Here people can recycle PET bottles; HDPE or high-density polyethylene bottles (hard plastics like liquid detergent or shampoo containers); PP or polypropylene bottles (electrolyte bottles); aluminum cans, paper and cardboard.
• Jungla Plástica is a recycling center that was built from scratch by Jesús Castaneyra, his father Margarito Castaneyra and Marcelo Crespi. For over nine years these men have devoted an enormous amount of time and effort to build a non-profit social enterprise that today is a thriving recycling program.
Jesús asks people to bring everything recyclable here, except glass, and leave it at their door. He says it helps if people separate their items. Jungla Plástica recycles soft plastic like plastic bags and wrapping.
Jungla Plástica, Calle 6a Nte. 205, Centro. Phone: Jesus – 954 130 7061
• Costa Verde recycles most items, including glass. They even pay for quantities of plastic, paper and cardboard. They are open daily except Sunday from 9 am until 4 pm, and 9 am to 1 pm on Saturdays.
Calle Mar de Bering, next to Refaccionaria Cristian, Colonia Benito Juárez. Phone: Eliza – 954 126 4479
In addition, there are several plastic bottle bins dotted around Puerto. You just have to keep your eyes open for them.

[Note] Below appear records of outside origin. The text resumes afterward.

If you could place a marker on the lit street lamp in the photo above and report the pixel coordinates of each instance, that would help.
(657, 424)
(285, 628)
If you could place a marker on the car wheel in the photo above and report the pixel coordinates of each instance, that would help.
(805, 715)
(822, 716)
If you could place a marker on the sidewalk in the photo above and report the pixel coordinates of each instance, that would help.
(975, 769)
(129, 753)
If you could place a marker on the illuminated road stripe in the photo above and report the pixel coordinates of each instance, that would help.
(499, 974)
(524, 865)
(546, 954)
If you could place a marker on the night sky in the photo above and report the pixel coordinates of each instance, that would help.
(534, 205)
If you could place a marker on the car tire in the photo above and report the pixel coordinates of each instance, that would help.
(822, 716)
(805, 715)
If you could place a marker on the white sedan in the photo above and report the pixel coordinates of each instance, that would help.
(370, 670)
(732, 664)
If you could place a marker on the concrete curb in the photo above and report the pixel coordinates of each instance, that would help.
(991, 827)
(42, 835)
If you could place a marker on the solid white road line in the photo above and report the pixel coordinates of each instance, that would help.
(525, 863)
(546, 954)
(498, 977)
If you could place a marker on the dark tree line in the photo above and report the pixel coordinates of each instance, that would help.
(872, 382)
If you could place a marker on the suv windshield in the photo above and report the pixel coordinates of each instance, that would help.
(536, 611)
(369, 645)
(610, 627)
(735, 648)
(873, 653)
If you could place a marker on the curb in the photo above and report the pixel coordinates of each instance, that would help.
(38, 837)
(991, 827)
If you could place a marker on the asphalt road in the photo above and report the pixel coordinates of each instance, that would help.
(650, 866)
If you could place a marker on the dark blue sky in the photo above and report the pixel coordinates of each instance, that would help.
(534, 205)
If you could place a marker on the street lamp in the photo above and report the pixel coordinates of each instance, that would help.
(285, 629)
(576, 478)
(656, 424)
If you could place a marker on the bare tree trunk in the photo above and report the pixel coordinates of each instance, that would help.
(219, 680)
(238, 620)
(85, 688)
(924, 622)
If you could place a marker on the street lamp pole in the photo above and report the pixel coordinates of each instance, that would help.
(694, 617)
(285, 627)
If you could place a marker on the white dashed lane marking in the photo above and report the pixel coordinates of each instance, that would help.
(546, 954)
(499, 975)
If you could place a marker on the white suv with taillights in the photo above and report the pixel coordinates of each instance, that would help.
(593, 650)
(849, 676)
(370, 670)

Meanwhile, in La Punta Travis King has worked tirelessly to set up plastic bottle collection points. Travis founded Sostenible_pe, organized meetings between local businesses, and persuaded them to act together to deal with an alarming amount of single-use plastic bottle waste.
La Punta has been overwhelmed by young tourists and digital nomads since the onset of COVID. Most newcomers are unaccustomed to Puerto’s intense heat and they drink a lot of bottled water.

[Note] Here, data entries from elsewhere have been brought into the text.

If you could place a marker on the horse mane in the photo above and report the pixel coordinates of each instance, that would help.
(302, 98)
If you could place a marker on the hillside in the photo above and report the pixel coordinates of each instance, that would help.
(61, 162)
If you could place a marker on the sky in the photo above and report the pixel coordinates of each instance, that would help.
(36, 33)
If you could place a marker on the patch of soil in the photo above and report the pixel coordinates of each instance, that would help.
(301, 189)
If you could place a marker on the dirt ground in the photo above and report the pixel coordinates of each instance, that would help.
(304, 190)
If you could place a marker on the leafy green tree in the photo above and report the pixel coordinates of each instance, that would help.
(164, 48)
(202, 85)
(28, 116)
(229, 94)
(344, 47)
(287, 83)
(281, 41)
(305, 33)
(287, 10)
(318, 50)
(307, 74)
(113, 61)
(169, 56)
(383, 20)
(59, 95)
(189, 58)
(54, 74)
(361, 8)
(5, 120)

Travis collects all the plastic from the bins every Monday and takes it to a main collection point. It is then removed by Jungla Plástica.
In an effort to deal with one of the main sources of plastic pollution – bottled water, Travis persuaded several businesses to install free water refill stations, where tap water is run through an eco-filter. These stations are becoming more popular throughout Puerto and have reduced the use of plastic bottles.
Another way to combat plastic and trash pollution is by spreading the word. A lot of people don’t realize how harmful litter is. A subtle hint, or a polite conversation explaining that plastic harms our environment, our oceans, and us, can have a huge effect.
It may be challenging to be the lecturer, but for the love of our environment and for humanity, do we have any choice?
Patrick Sheehy is an Irishman who has been living in Puerto Escondido, on and off, since 2005. He has a degree in psychology and experience in various fields including teaching, tour-guiding, writing, working with adults with intellectual disabilities and organic horticulture.